With the courts no longer involved and the decision solely in Patel’s hands, the case now is purely political, meaning political pressure can be brought to bear on the home secretary.
“The home secretary has the discretion to block this extradition, and there is a lot of pressure from civil society and press freedom groups for her to do so,” said Stella Assange at a film screening on Thursday.
She said the “heaviest” pressure had come from Dunja Mijatovic, the human rights commissioner for the Council of Europe, “urging Patel to block it.” Mijatovic wrote to Patel on May 10, saying:
“I have been following the developments in Mr Assange’s case with great attention. In the judicial proceedings so far, the focus has mainly been on Mr Assange’s personal circumstances upon his possible extradition to the United States.
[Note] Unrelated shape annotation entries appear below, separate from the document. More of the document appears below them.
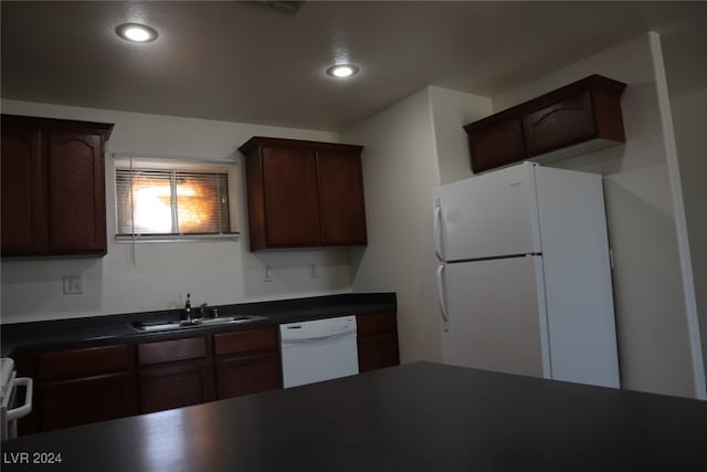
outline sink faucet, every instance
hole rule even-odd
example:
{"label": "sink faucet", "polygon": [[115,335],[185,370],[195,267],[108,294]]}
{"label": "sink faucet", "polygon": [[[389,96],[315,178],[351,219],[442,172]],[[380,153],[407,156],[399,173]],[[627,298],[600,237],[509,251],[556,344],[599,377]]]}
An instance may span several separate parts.
{"label": "sink faucet", "polygon": [[187,315],[187,321],[191,321],[191,294],[187,294],[187,303],[184,304],[184,315]]}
While a very important matter, this also means, in my opinion, that the wider human rights implications of Mr Assange’s possible extradition, which reach far beyond his individual case, have not been adequately considered so far.
In particular, it is my view that the indictment by the United States against Mr Assange raises important questions about the protection of those that publish classified information in the public interest, including information that exposes human rights violations. The broad and vague nature of the allegations against Mr Assange, and of the offences listed in the indictment, are troubling as many of them concern activities at the core of investigative journalism in Europe and beyond.
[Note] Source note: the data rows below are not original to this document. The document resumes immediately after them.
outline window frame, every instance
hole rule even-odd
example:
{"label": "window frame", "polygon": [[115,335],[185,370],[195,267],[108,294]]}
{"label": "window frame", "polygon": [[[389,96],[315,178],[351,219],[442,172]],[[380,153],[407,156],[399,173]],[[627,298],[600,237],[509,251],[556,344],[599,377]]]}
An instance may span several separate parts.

Consequently, allowing Mr Assange’s extradition on this basis would have a chilling effect on media freedom, and could ultimately hamper the press in performing its task as purveyor of information and public watchdog in democratic societies.”
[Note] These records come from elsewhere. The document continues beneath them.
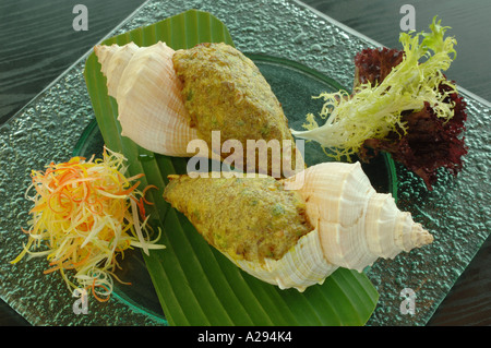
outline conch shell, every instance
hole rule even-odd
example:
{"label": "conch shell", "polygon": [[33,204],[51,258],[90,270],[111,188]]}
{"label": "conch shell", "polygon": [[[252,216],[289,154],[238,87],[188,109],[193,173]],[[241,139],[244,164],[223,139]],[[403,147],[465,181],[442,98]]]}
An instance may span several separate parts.
{"label": "conch shell", "polygon": [[189,125],[171,60],[175,50],[164,43],[149,47],[130,43],[98,45],[94,51],[108,94],[118,103],[121,135],[154,153],[188,157],[188,143],[197,139],[197,132]]}
{"label": "conch shell", "polygon": [[[175,51],[159,41],[148,47],[98,45],[94,51],[108,94],[118,103],[122,135],[140,146],[191,157],[196,151],[191,141],[203,140],[207,157],[224,160],[229,156],[221,152],[237,153],[231,161],[241,171],[265,168],[263,173],[288,177],[304,168],[282,105],[258,67],[236,48],[200,44]],[[212,143],[214,131],[221,133],[218,149]],[[267,153],[272,140],[283,148],[278,156]],[[223,151],[227,141],[240,148],[233,143],[235,152]],[[263,142],[251,152],[249,141]],[[261,154],[268,158],[260,159]]]}
{"label": "conch shell", "polygon": [[[298,187],[297,176],[302,176],[301,187]],[[265,197],[268,202],[253,204],[255,211],[247,208],[244,203],[253,201],[236,197],[246,196],[248,188],[258,187],[259,180],[268,178],[219,181],[170,176],[169,179],[164,197],[182,212],[211,244],[243,271],[282,289],[303,291],[311,285],[322,284],[338,267],[362,272],[379,257],[393,259],[403,251],[409,252],[433,241],[432,235],[415,223],[409,213],[397,208],[391,194],[375,192],[359,163],[324,163],[309,167],[294,177],[276,180],[278,190],[264,184],[264,192],[250,194],[251,200]],[[218,181],[201,185],[201,180]],[[294,194],[290,197],[294,208],[285,204],[282,212],[287,212],[284,217],[287,224],[276,225],[270,202],[275,202],[275,197],[284,202],[285,192]],[[200,205],[200,201],[205,203]],[[243,206],[236,207],[236,204]],[[244,213],[235,216],[240,214],[238,212]],[[214,220],[202,225],[208,219]],[[258,219],[264,224],[259,225]],[[261,245],[271,236],[275,240],[291,235],[285,225],[295,224],[307,226],[307,231],[299,233],[284,253],[244,257],[242,247],[247,239],[243,236],[250,236],[250,230],[265,226],[260,238],[249,240],[251,245]],[[296,229],[301,230],[300,227]],[[235,238],[239,242],[230,247]],[[278,249],[274,242],[267,245],[272,251]],[[279,245],[284,247],[283,242]]]}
Nobel Peace Prize laureate Adolfo Pérez Esquive has also written to Patel. “I join the growing collective concern about the violations of the human, civil and political rights of Mr. Julian Assange,” the Argentine wrote. He called the extradition request “illegal and abusive” and said it imperiled press freedom and could bring “potentially fatal consequences” to Assange.
Amnesty International released a statement at the end of April calling on Patel to deny extradition. “If the Home Secretary certifies the US request to extradite Julian Assange it will violate the prohibition against torture and set an alarming precedent for publishers and journalists around the world,” Amnesty said. It went on:
“Prolonged solitary confinement is a regular occurrence in the USA’s maximum-security prisons. The practice amounts to torture or other ill-treatment, which is prohibited under international law. The assurances of fair treatment offered by the USA in Julian Assange’s case are deeply flawed and could be revoked at any time. Extradition to the USA would put Assange at risk of serious human rights violations, and hollow diplomatic assurances cannot protect him from such abuse.
If the UK government allows a foreign country to exercise extraterritorial criminal jurisdiction to prosecute a person publishing from the UK, other governments could use the same legal apparatus to imprison journalists and silence the press far beyond the borders of their own countries.”
“There has been a huge mobilization all over Europe in many countries and 1,800 journalists have written an open letter to Priti Patel saying that this case should be blocked because it affects their safety because of the implications for global press freedom,” Stella Assange said.
Reporters Without Borders submitted a petition to Patel on Thursday with 65,000 signatures. It was delivered to British embassies in eight countries, Assange said. More than 700,000 Australians have also signed a petition.
New Australian Government
The election on Friday of just the fourth Labor government in Australia since the Second World War may bode well for Assange. The new prime minister, Anthony Albanese, has said publicly that Assange should be returned to his native Australia.